Shabalov Simul!

NM blitzcopter
Feb 6, 2016, 7:00 PM |

Tl;dr I was okay, then I was winning, then I missed a bunch of draws, then I lost.

Today, the Pittsburgh Chess Club held a 20-board simultaneous exhibition with GM Shabalov! I was lucky and saw the announcement when it came out so it didn't get sold out quickly to everyone else that realized the value in paying $10 to play Shabalov and support the club.

(Next weekend, four of us from CMU are headed to US Amateur Team East, where as first board, I could potentially face some scary titled player/similarly qualified master. I suppose I can thank Shabalov for the preparation!)

I had never played or watched a simul before, but my expectations for the procedure turned out to be mostly correct, if incomplete. There were no clocks, all of us had Black, Shabalov moved around the square of boards, pausing/thinking/moving at each, and we were expected (though not strictly required) to move when he showed up at the board. Each of us got to postpone moving twice. Pretty standard simul procedure.

Shabalov won all 20 games. The four experts tried their best, but a certain one (who?) lost with a knight vs. two pawns, another messed up an equal opposite-colored bishop ending, and the two others were defeated handily.

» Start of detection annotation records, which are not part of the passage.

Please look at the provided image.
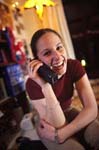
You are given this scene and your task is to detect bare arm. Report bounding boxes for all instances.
[58,74,98,142]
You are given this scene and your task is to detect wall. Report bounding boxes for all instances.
[23,0,75,58]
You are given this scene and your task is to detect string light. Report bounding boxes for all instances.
[24,0,55,20]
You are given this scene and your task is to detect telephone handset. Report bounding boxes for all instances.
[38,64,58,84]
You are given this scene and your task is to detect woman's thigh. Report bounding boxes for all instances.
[42,138,85,150]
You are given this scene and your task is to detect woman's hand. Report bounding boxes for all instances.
[27,59,46,87]
[37,120,55,141]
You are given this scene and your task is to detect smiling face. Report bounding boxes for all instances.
[36,32,67,75]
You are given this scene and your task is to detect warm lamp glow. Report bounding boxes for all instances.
[24,0,55,19]
[81,59,86,66]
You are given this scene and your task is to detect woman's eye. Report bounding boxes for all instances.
[57,45,62,50]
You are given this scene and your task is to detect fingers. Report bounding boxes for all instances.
[27,59,43,77]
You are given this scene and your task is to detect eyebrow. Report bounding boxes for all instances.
[41,42,62,53]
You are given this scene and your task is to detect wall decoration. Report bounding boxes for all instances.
[24,0,55,20]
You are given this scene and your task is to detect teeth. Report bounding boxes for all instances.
[54,62,63,67]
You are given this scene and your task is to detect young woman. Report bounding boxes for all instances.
[26,28,99,150]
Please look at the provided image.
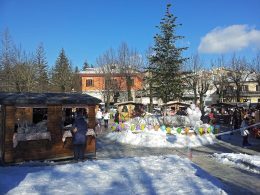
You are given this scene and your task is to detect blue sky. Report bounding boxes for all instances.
[0,0,260,67]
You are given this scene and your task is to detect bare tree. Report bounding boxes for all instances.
[97,48,121,108]
[0,29,15,92]
[228,55,252,102]
[211,56,232,102]
[185,54,202,104]
[34,43,49,92]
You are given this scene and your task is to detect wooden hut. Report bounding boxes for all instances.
[0,93,101,164]
[166,101,190,111]
[115,101,143,122]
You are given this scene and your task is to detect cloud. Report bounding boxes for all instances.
[198,25,260,54]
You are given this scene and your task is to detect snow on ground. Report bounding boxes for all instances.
[106,130,215,148]
[213,153,260,174]
[0,155,226,195]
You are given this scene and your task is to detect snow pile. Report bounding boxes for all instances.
[213,153,260,174]
[0,155,226,195]
[106,130,215,148]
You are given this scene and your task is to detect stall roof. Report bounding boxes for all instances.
[114,101,143,106]
[166,101,190,107]
[211,102,237,108]
[0,92,101,106]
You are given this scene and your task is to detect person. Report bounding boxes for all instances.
[104,110,110,128]
[72,109,88,162]
[96,108,103,127]
[208,108,216,125]
[240,115,251,147]
[114,110,119,124]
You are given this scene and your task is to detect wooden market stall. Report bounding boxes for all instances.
[165,101,190,112]
[115,101,143,122]
[0,93,101,164]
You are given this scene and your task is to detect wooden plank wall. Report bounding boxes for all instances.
[4,105,96,163]
[0,106,4,164]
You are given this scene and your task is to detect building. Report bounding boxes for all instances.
[79,68,143,104]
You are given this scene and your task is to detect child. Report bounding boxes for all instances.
[104,110,110,128]
[240,116,251,147]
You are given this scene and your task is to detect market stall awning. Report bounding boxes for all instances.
[0,93,101,106]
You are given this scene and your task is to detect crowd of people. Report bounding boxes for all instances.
[206,107,260,147]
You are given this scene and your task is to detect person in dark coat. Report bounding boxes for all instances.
[72,110,88,161]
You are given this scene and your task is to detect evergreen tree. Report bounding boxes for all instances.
[34,43,49,92]
[149,4,187,103]
[72,66,82,92]
[52,49,73,92]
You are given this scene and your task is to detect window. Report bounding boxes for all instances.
[86,79,94,87]
[241,85,248,91]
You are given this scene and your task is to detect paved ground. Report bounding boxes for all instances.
[97,125,260,195]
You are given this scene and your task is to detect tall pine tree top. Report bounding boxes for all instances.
[149,4,187,103]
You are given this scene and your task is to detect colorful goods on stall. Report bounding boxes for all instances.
[111,123,118,131]
[166,127,172,134]
[176,127,182,134]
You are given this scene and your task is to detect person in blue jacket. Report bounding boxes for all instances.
[72,109,88,161]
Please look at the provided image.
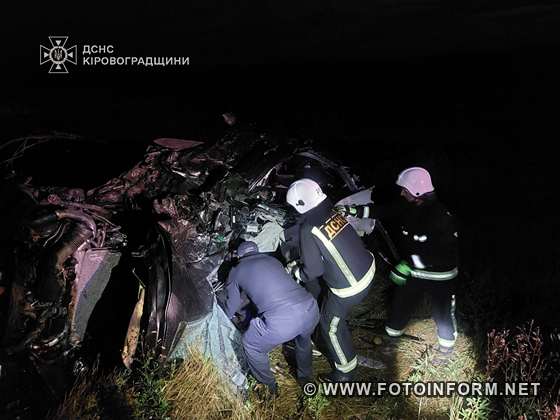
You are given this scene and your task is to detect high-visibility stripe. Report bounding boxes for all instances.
[385,325,404,337]
[410,267,459,280]
[330,259,375,298]
[311,227,375,298]
[329,316,348,366]
[311,226,357,286]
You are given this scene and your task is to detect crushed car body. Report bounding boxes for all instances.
[0,128,372,416]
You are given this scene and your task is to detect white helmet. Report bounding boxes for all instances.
[286,178,327,214]
[397,166,434,197]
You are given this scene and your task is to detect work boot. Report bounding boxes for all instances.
[255,384,280,401]
[296,376,313,389]
[311,340,323,357]
[432,346,453,366]
[319,369,354,382]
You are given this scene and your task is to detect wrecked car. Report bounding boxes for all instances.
[0,124,394,416]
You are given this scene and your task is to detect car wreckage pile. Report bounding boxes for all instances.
[0,125,378,414]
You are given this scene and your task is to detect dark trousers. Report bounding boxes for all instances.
[387,278,457,347]
[242,299,319,388]
[319,286,371,373]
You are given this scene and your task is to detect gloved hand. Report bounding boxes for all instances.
[334,205,358,217]
[389,260,412,286]
[286,261,301,284]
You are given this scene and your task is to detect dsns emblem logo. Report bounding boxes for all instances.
[39,36,78,73]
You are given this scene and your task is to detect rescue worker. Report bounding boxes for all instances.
[286,178,375,382]
[338,167,459,364]
[224,241,319,395]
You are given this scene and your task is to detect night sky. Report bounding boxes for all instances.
[0,0,560,323]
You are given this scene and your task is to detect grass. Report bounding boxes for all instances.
[52,272,560,420]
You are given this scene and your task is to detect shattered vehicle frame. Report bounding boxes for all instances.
[0,129,392,416]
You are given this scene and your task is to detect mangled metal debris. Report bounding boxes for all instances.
[0,122,367,414]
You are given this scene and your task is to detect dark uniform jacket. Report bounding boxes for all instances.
[369,194,458,272]
[300,198,375,298]
[224,253,313,318]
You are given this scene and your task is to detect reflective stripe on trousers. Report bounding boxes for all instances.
[410,267,459,280]
[329,316,358,373]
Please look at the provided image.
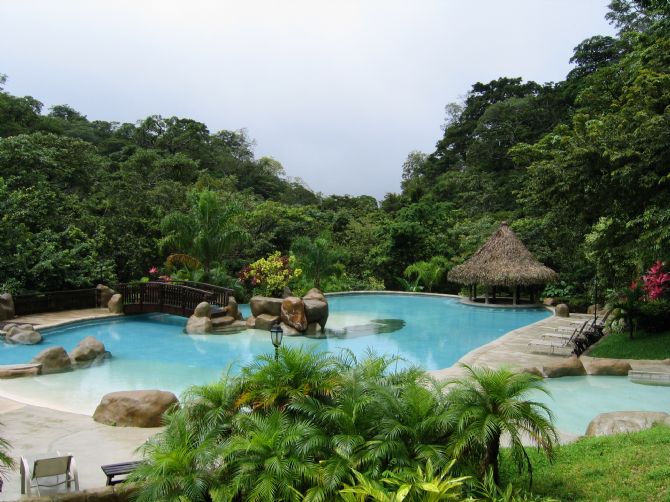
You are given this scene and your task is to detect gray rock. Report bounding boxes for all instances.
[586,411,670,436]
[0,293,16,321]
[281,296,307,331]
[93,390,179,427]
[554,303,570,317]
[193,302,212,317]
[5,324,42,345]
[107,293,123,314]
[255,314,280,331]
[302,288,327,302]
[587,359,633,376]
[0,364,42,378]
[70,336,111,368]
[31,347,72,375]
[244,315,256,329]
[279,322,302,336]
[542,356,586,378]
[223,296,244,321]
[303,295,328,331]
[249,296,283,317]
[186,318,214,335]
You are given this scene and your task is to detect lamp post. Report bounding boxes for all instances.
[270,323,284,361]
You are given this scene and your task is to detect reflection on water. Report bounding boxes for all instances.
[0,295,549,414]
[316,319,407,339]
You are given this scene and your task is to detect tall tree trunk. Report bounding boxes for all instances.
[485,434,500,485]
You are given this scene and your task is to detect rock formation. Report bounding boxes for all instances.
[0,293,16,321]
[5,324,42,345]
[70,336,111,368]
[31,347,72,375]
[186,302,214,334]
[93,390,179,427]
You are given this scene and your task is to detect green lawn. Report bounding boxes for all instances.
[504,426,670,501]
[587,331,670,359]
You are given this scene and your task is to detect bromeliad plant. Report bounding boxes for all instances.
[238,251,302,297]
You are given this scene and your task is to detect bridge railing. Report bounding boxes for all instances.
[114,282,222,316]
[171,281,233,307]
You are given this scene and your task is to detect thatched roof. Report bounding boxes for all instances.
[448,222,558,286]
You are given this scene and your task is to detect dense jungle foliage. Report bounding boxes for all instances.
[0,0,670,295]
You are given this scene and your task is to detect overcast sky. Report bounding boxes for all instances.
[0,0,613,198]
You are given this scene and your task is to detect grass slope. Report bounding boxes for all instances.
[504,426,670,501]
[588,331,670,359]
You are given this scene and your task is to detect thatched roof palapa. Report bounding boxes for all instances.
[448,222,558,286]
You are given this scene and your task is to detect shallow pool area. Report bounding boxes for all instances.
[534,376,670,435]
[0,294,550,415]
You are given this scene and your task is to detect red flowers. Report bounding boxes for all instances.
[642,260,670,300]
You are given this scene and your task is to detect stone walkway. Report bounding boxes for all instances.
[0,309,670,500]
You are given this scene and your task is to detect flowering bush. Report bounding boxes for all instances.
[238,251,302,296]
[642,260,670,300]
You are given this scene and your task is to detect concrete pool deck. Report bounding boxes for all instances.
[0,309,670,500]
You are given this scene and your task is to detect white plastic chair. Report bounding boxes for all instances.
[20,453,79,495]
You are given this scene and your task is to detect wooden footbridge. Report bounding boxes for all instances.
[114,281,233,317]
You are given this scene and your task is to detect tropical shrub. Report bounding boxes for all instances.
[132,347,553,501]
[238,251,302,297]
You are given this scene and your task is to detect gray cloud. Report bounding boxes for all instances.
[0,0,613,198]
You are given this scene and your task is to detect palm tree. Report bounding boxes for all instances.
[238,347,341,410]
[340,460,472,502]
[404,256,449,291]
[291,236,341,289]
[159,190,248,280]
[447,365,558,484]
[212,409,323,502]
[129,375,239,502]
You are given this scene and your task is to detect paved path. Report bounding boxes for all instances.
[0,398,156,500]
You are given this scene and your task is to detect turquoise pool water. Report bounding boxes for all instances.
[534,376,670,435]
[0,295,550,414]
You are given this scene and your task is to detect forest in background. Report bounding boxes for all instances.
[0,0,670,302]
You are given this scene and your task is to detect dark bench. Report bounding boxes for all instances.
[100,461,142,486]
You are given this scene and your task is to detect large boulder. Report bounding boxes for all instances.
[586,411,670,436]
[70,336,111,368]
[303,295,328,331]
[281,296,307,331]
[249,296,283,317]
[5,324,42,345]
[244,315,256,329]
[30,347,72,375]
[107,293,123,314]
[554,303,570,317]
[95,284,116,309]
[186,302,214,335]
[193,302,212,317]
[254,314,280,331]
[0,364,42,378]
[302,288,326,302]
[542,356,586,378]
[223,296,243,321]
[587,359,633,376]
[186,315,214,335]
[93,390,179,427]
[0,293,16,321]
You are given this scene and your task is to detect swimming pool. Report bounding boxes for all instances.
[0,294,550,415]
[533,376,670,435]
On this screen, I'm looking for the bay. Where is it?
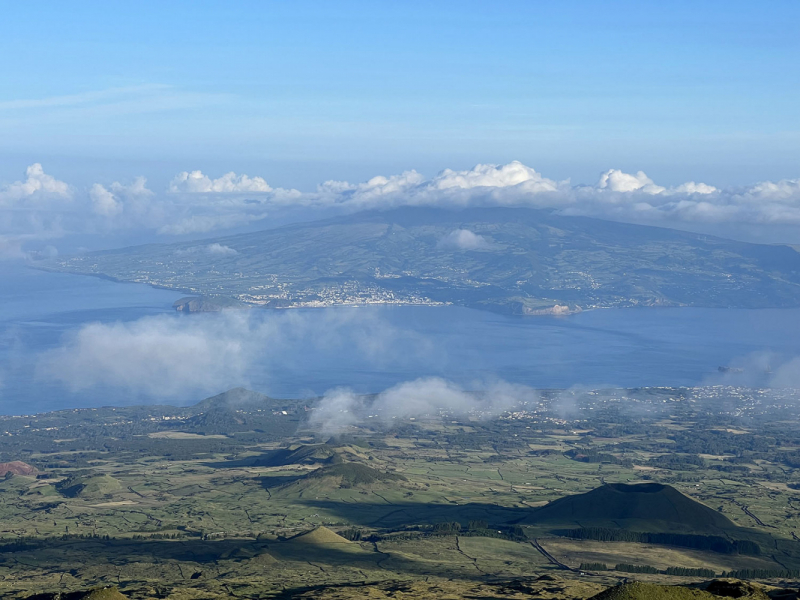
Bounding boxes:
[0,263,800,414]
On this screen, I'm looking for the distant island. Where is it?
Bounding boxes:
[43,207,800,315]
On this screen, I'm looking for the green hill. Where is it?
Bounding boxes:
[192,387,275,412]
[589,581,719,600]
[56,475,122,498]
[306,463,408,488]
[531,483,737,535]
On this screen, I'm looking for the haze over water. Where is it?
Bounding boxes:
[0,264,800,414]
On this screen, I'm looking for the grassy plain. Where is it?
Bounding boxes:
[0,389,800,598]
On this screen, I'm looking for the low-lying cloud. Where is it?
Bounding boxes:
[309,377,539,434]
[0,161,800,257]
[176,242,239,256]
[36,308,431,402]
[437,229,492,250]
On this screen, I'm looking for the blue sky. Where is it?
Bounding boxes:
[0,1,800,190]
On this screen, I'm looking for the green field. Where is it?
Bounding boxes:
[0,388,800,598]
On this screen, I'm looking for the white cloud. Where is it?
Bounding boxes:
[37,308,429,400]
[438,229,492,250]
[7,161,800,257]
[0,163,72,207]
[430,160,558,193]
[89,183,122,217]
[309,377,540,434]
[169,171,272,194]
[176,242,239,256]
[667,181,717,194]
[597,169,666,194]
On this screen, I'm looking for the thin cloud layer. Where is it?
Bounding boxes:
[169,171,272,194]
[438,229,492,251]
[309,377,540,434]
[0,161,800,257]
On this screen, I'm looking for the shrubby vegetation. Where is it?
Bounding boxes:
[557,527,761,556]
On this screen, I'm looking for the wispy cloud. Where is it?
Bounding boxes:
[0,159,800,255]
[309,377,540,434]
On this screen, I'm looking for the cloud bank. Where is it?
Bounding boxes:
[438,229,492,250]
[36,308,431,401]
[0,161,800,256]
[309,377,540,434]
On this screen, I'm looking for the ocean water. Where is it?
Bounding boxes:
[0,264,800,414]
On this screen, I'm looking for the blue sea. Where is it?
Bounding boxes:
[0,263,800,414]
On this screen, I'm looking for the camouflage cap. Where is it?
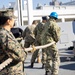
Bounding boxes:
[0,9,17,18]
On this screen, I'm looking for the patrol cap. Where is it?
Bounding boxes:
[0,9,17,18]
[42,16,47,20]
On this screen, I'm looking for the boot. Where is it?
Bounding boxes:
[30,63,34,68]
[45,71,51,75]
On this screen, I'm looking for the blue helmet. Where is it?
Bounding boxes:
[49,12,58,19]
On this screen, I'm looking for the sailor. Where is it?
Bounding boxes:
[0,9,27,75]
[31,16,47,68]
[23,20,37,48]
[41,12,60,75]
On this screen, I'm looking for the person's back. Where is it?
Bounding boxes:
[0,9,27,75]
[23,21,37,48]
[31,16,47,68]
[41,12,60,75]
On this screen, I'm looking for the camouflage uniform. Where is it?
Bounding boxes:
[23,25,36,48]
[31,23,46,64]
[0,27,27,75]
[41,19,60,75]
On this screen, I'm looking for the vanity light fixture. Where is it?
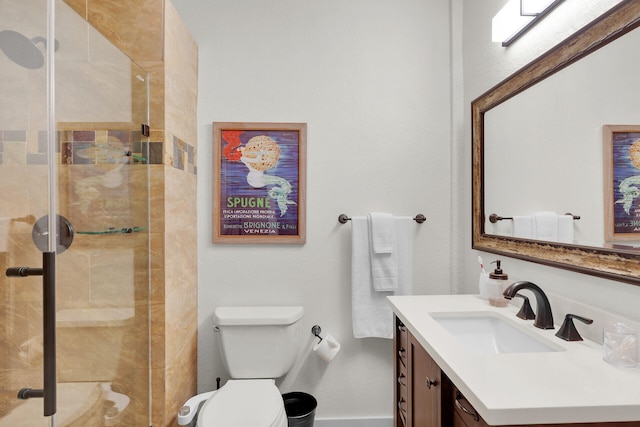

Wikipedia cites the late GM Jan Hein Donner's advice for simul participants, basically:

  • Play what you know well; be especially careful in the opening. Well, I played into the 1. c4 e5 English, probably the mainstream opening I know least about, and didn't feel I was being particularly thoughtful. But the computer thinks I kept up with the GM pretty well in the opening.
  • Play aggressively. I'm not a naturally aggressive player, so I don't buy the psychological backing. But I did avoid the passive tendency pitfalls, which Donner specifically addressed.
  • Don't be afraid to exchange. Not so relevant to this game. In any case some exchanges are clearly bad, so I'd still say it depends completely on the position.

As I said, the opening was pretty reasonable especially considering my lack of knowledge. A later White blunder gave me a knight for two pawns. According to Shabalov, I played most of the ending as I should have, but almost all the other games had finished when the ending became really tricky. Because of the move-timing custom (although Shabalov graciously allowed me to break this a few times near the end), it was basically like playing a GM in time pressure. 

I hadn't really expected to win since the ending was tough, but I always thought I had a draw in hand. Indeed, even after I gave back the knight I had some easy draws, but I overlooked a simple interference tactic allowing White to queen.